The TOR (Target of Rapamycin) belongs to the phosphatidylinositol kinase-related kinase protein family, which is highly conserved and plays a pivotal role in regulating protein translation, and closely relating to organism growth, aging and disease in eukaryotic cells (Liu and Sabatini, 2020; Loewith et al., 2002). In arthropods, the TOR pathway exerts its influence by mediating the nutritional status of an organism, orchestrating the biosynthesis and secretion of juvenile hormone (JH) and ecdysone (20E). In turn, these hormonal regulators modulate vitellogenesis and stimulate Vg synthesis, facilitating egg development (Lu, et al., 2016; Zhu et al., 2020). Furthermore, TOR is instrumental in sensing nutritional signals, which trigger Vg synthesis, activating egg development, and regulating the development of the reproductive system. This holds particularly true for insects that rely on protein or amino acid nutrients to initiate Vg synthesis (Roy and Raikhel, 2011). In many insect species, the intake of proteins or amino acids serves as a pivotal trigger for the onset of vitellogenesis. This phenomenon is especially pronounced in most anautogenous arthropods (such as mosquitoes, ticks and PRMs), where egg development remains arrested until a female partakes in a blood meal (Hansen, et al., 2004). The TOR gene in PRMs was recently identified, revealing a potential post-feeding activity of the TOR pathway in adult mites (Ribeiro, et al., 2023). Despite this discovery, the specific function of TOR in PRMs has not been thoroughly explored yet.

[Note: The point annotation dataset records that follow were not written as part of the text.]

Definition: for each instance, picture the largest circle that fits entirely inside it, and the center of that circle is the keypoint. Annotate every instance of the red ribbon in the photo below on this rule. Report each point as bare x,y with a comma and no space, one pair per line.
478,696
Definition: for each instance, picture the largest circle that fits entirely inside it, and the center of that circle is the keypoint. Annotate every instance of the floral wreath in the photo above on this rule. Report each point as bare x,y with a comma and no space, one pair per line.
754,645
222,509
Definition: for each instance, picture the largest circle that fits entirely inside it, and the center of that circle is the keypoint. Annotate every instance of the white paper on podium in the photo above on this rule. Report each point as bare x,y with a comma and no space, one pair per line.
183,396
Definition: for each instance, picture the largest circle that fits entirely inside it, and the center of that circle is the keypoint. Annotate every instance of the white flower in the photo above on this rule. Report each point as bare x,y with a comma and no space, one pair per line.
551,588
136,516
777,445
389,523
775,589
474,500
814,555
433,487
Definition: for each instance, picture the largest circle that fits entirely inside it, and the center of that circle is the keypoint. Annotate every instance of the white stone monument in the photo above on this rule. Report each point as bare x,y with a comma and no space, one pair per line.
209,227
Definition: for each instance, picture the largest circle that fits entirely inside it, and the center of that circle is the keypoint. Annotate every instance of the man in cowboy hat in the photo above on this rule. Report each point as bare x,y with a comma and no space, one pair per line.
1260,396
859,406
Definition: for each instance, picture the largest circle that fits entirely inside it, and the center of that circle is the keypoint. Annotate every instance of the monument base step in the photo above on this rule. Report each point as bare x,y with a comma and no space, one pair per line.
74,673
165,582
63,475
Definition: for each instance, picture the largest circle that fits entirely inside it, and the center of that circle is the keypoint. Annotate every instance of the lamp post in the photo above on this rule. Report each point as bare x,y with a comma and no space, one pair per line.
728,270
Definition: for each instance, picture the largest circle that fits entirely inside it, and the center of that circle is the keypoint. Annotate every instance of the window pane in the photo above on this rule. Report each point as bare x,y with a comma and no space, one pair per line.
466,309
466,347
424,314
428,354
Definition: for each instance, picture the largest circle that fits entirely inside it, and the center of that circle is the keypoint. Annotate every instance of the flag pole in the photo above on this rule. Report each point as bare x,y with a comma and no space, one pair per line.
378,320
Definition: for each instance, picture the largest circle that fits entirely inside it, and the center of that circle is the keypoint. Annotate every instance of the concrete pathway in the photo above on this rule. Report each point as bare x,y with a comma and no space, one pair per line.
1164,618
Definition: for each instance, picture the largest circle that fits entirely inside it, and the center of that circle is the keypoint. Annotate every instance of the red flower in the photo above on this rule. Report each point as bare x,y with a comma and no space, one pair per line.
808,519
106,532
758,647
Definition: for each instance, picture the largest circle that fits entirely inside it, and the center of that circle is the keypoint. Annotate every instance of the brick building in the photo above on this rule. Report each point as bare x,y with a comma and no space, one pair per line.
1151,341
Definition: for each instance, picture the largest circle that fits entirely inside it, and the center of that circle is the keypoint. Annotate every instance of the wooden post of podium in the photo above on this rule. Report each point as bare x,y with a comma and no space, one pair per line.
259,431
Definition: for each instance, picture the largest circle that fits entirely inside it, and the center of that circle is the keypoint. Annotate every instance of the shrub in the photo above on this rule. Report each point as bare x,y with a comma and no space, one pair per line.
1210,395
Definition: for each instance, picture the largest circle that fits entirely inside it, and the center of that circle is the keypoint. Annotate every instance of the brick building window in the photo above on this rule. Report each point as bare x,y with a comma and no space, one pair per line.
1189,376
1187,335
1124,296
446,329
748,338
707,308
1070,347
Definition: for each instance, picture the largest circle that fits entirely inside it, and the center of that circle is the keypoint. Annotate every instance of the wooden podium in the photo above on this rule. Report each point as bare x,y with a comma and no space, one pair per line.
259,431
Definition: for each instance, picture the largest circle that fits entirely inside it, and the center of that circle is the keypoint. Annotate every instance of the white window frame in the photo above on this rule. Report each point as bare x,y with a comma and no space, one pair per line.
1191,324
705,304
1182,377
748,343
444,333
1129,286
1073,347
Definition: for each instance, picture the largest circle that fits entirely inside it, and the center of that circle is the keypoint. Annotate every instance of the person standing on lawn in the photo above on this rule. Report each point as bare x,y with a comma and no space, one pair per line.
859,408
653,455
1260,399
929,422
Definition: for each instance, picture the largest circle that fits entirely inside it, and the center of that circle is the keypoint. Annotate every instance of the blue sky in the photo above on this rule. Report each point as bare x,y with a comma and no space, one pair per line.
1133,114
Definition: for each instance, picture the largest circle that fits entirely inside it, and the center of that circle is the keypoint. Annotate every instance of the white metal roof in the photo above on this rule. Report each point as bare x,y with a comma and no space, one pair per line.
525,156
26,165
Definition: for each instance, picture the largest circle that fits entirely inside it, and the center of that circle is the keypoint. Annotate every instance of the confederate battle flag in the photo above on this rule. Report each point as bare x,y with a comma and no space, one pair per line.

In the present study, we conducted a comprehensive investigation of D. gallinae Vg genes (Dg-Vgs) and TOR gene (Dg-TOR), elucidating their molecular characteristics and establishing phylogenetic relationships. Additionally, the expression profiles of Dg-Vgs and Dg-TOR across various developmental stages and oviposition cycle were assessed. Finally, the function of Dg-Vgs and Dg-TOR in the vitellogenesis of D. gallinae was determined by dsRNA-mediated gene silencing. These findings contribute to clarifying the reproductive regulation mechanism of D. gallinae and offer novel potential targets for mite control.